As shutdown fever overtook Washington this weekend, something happened 2,000 miles away that could well have a greater impact on the left-right struggle in American politics than any of the issues the parties are fighting about in Congress at the moment:
Supreme Court Justice Ruth Bader Ginsburg says thanks for asking, but she has no plans to retire anytime soon.
She has law clerks on staff through the court’s 2020 term. The earliest she could step down would be in 2021 — when she is 88.
But she said Sunday she doesn’t plan to do that.
During a Sundance Cinema Talks conversation with Nina Totenberg, Ginsburg said that her health is “very good” and that she still enjoys the work.

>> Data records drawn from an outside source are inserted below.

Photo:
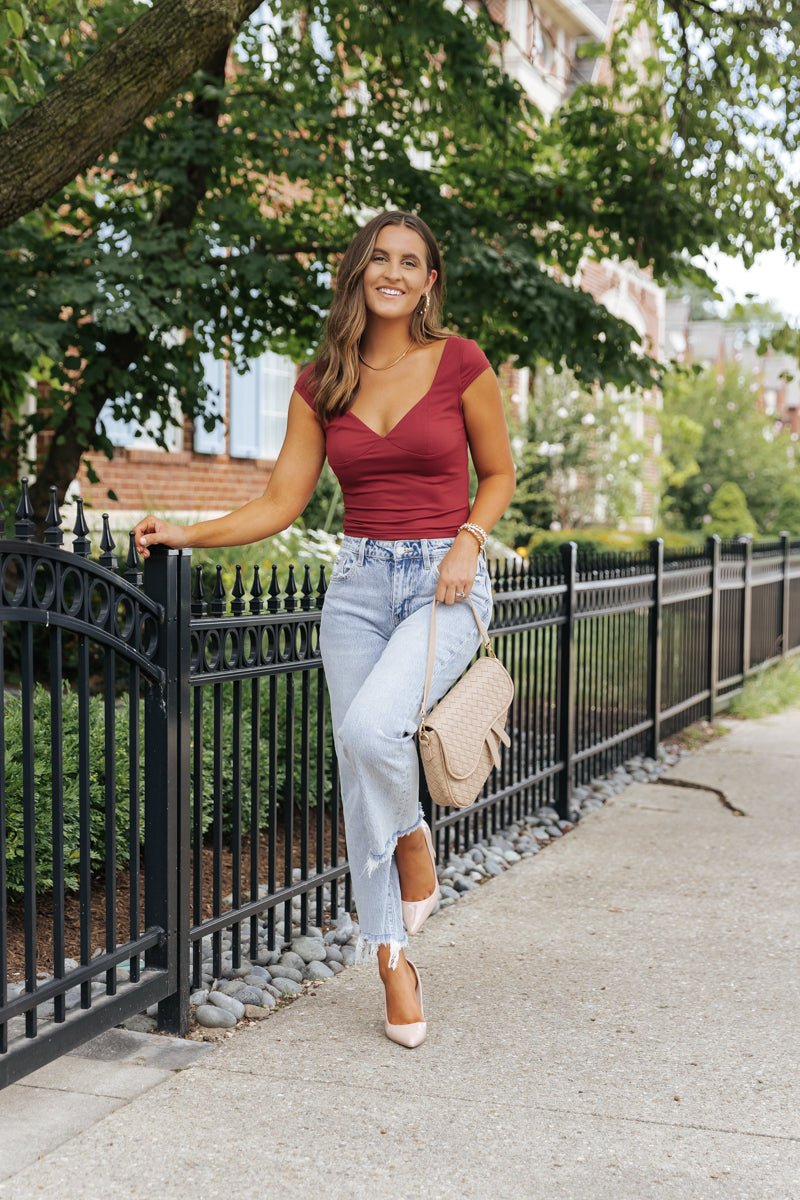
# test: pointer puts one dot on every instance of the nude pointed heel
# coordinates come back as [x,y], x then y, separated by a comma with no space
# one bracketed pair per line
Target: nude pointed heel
[415,912]
[414,1033]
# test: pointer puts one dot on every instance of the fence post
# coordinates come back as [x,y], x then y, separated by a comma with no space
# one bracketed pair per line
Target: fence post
[713,641]
[786,594]
[654,641]
[566,682]
[167,784]
[746,607]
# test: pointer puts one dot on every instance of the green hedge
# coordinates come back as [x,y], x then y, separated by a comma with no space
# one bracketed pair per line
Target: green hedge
[43,774]
[43,789]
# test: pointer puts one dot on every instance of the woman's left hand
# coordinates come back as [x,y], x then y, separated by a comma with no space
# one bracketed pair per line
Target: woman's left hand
[457,570]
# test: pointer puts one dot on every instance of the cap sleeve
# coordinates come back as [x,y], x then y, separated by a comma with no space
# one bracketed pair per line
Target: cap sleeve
[473,363]
[305,384]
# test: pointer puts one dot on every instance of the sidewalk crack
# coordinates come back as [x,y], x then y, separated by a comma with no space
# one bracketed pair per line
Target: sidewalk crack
[704,787]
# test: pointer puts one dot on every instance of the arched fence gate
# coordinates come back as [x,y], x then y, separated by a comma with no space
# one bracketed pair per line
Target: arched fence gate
[168,786]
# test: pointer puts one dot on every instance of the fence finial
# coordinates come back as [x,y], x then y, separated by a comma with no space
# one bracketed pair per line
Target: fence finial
[257,592]
[218,595]
[53,532]
[238,603]
[274,591]
[132,565]
[290,591]
[322,587]
[24,526]
[107,545]
[82,545]
[306,589]
[199,606]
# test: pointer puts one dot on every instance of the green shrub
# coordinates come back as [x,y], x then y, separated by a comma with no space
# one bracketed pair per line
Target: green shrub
[729,513]
[43,789]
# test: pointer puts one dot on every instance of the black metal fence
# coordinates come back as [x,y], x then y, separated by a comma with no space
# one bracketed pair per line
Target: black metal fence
[167,773]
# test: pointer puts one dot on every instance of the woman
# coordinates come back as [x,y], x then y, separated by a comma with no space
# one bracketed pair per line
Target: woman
[394,402]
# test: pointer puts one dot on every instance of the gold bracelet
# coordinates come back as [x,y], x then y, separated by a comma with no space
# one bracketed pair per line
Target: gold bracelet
[477,533]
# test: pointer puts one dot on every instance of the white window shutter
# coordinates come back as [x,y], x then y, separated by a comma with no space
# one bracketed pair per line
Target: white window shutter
[119,432]
[214,441]
[245,413]
[278,377]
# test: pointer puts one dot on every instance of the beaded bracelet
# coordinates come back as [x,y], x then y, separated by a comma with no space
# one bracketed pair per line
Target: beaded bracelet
[476,531]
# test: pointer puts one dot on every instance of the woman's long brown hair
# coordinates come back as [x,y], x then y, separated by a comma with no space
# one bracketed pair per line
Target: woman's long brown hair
[336,375]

Ginsburg is the oldest Justice, and conservatives — especially the Christian right activists who with Justice Gorsuch’s ascension understand that they are just one more SCOTUS seat away from the votes to radically change U.S. constitutional law — have been eyeing her spot ever since their ally Donald Trump won the presidency.
In particular, the constitutional right to an abortion, as established in Roe v. Wade and confirmed in Planned Parenthood v. Casey, is probably hanging by a slender thread. If one of the Court’s five remaining defenders of abortion rights (as reflected in the 2016 case of Whole Women’s Health v. Hellerstedt, which struck down state abortion restrictions using the standards laid out in Casey) — that would be Ginsburg, Anthony Kennedy, Stephen Breyer, Sonia Sotomayor, and Elena Kagan — steps down and gives Trump another appointment, we could be back in the days of states determining the legality of abortion before you could say “turn back the clock.”
Ginsburg’s statement that she intends to stick around through 2020 is a pretty clear message to conservatives that if they want to be sure to have their way with the Constitution they’d better hang onto the White House and the Senate in the 2020 elections. That is the broader context for understanding the savage partisan conflict in Washington this year.